Another family murdered and maimed in Afghanistan, Pakestan, Iraq, Lebanon, Gaza, West Bank and no accounting, no prison, no justice. And yet, I read how outraged our Israeli Jews are when one of their prisoners is released after 40 years for doing less.
Bush hands out a handful of Bush Bucks and calls it even. Maybe Hezbollah should send Ehud Olmert a fist full of sheckels, in a plain brown envelope, and call it square.
Justice is a bad joke.
The same eternal justification of the genocidal violence of the US: our genocidal violence is ONLY A RESPONSE OR REACTION. This can be noticed even in the atrocities of the US police force against the innocent civilians. The main-stream media interprets these atrocities as THE RESPONSE OR REACTION OF THE POLICE.
Three children, who are Kuchis, the nomads of Afghanistan have been hit by Nato bombs, American or British, and nurses are trying to peel away their roasted skin with tweezers. On the night of 10 June, NATO planes struck again, killing at least 30 civilians in a single village: children, women, schoolteachers, students. On 4 July, another 22 civilians died like this. All, including the roasted children, are described as "militants" or "suspected Taliban".

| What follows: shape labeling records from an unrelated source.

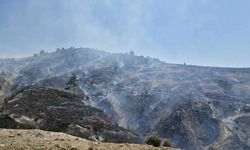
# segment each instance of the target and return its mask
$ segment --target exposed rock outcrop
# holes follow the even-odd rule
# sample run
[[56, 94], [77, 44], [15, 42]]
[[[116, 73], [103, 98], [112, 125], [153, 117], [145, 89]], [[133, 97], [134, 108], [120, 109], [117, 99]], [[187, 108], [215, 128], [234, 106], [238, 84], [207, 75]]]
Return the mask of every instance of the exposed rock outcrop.
[[111, 122], [99, 109], [84, 104], [86, 96], [47, 88], [25, 88], [5, 99], [1, 128], [43, 129], [105, 142], [138, 143], [137, 135]]

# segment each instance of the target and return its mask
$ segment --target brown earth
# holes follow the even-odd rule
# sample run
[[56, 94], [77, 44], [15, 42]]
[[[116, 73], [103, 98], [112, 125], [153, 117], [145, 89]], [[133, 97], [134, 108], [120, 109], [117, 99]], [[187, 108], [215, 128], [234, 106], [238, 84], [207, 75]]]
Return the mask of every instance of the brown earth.
[[0, 150], [177, 150], [139, 144], [88, 141], [64, 133], [42, 130], [0, 129]]

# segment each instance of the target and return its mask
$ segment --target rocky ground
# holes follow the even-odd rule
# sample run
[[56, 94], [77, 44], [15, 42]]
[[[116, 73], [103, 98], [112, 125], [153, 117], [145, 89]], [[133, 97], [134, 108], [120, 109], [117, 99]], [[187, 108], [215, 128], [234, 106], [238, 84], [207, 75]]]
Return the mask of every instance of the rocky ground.
[[42, 130], [0, 129], [0, 150], [178, 150], [148, 145], [112, 144]]
[[27, 87], [5, 99], [0, 128], [42, 129], [85, 139], [140, 143], [137, 135], [113, 123], [101, 110], [87, 106], [84, 95]]

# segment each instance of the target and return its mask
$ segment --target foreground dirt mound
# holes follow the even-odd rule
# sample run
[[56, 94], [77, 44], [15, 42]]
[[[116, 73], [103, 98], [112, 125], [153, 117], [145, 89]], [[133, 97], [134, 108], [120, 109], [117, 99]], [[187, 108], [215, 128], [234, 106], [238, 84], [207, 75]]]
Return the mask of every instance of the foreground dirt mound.
[[0, 128], [42, 129], [85, 139], [139, 143], [137, 135], [119, 127], [101, 110], [84, 104], [86, 96], [45, 88], [25, 88], [5, 100]]
[[[0, 150], [160, 150], [147, 145], [99, 143], [64, 133], [0, 129]], [[161, 148], [161, 150], [177, 150]]]

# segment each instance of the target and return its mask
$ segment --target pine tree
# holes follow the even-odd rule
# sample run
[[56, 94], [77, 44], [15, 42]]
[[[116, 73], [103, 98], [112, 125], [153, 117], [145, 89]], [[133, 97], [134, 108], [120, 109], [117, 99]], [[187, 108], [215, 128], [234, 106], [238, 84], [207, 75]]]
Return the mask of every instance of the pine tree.
[[72, 89], [74, 97], [76, 96], [76, 87], [79, 86], [79, 80], [75, 74], [72, 74], [69, 81], [66, 84], [68, 87], [66, 89]]

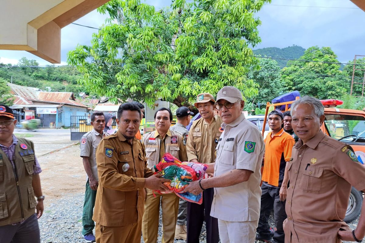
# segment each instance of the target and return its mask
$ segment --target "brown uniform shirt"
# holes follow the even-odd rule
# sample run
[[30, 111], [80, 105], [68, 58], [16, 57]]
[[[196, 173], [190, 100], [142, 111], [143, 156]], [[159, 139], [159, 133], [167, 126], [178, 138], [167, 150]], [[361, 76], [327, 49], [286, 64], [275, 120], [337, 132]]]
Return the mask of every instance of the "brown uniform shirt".
[[214, 162], [215, 148], [223, 132], [220, 127], [223, 122], [218, 115], [213, 117], [210, 124], [202, 117], [193, 122], [186, 142], [189, 161], [196, 159], [199, 162], [204, 164]]
[[113, 227], [141, 220], [145, 211], [145, 178], [154, 173], [147, 167], [141, 142], [134, 138], [131, 144], [118, 130], [99, 144], [96, 163], [99, 186], [93, 220]]
[[365, 168], [348, 146], [320, 131], [306, 144], [300, 140], [293, 146], [285, 243], [341, 242], [339, 230], [350, 230], [342, 220], [351, 186], [365, 189]]

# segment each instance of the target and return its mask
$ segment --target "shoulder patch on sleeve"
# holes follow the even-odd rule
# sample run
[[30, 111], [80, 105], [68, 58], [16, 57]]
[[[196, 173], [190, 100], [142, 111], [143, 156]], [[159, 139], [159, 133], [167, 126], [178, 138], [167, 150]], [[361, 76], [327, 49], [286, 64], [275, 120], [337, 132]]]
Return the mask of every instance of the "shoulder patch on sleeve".
[[250, 141], [245, 141], [245, 151], [248, 153], [252, 153], [255, 151], [256, 143]]
[[86, 143], [86, 141], [87, 141], [88, 139], [86, 137], [83, 137], [81, 139], [81, 144], [85, 144]]

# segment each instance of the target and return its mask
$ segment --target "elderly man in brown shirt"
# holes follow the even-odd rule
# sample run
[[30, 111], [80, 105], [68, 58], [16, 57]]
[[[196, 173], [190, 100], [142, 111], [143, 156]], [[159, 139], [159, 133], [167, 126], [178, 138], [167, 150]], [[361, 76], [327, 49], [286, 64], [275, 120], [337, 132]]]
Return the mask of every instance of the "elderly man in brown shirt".
[[365, 189], [365, 168], [351, 147], [320, 130], [324, 111], [319, 101], [308, 96], [291, 106], [292, 126], [300, 140], [288, 166], [285, 243], [361, 242], [365, 235], [364, 213], [352, 231], [343, 221], [351, 185]]
[[131, 103], [120, 105], [118, 130], [104, 137], [96, 149], [99, 186], [93, 219], [98, 243], [141, 242], [144, 188], [168, 190], [161, 174], [147, 168], [145, 149], [135, 136], [141, 122], [141, 110]]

What is evident is: at the heart of the US project of "war of terrorism" is a desire to avoid accountability for what they want to do. Guantanamo Bay, Abu Ghraib and extraordinary renditions are part of the same struggle to avoid accountability. The victims of this American genocidal violence are innocent men, women (yound and old), and children.
Ex-Unocal Lobbyist and US lackey Karzai blames the Pakistani ISI for the attack on the Indian Embassy in Kabul last week.
Since then the US/Nato is Bombing/Killing Pakistani Civilians in "HUGE NUMBERS" according to tribal elders.
Since last week's bombing is potentiating increased US incursions into Pakistan, A US objective,
Question? Who benefited from the bombing in Kabul? Answer; US tactical, even strategic objectives.
These dots can be connected with worn crayons held by blinded Afghan children.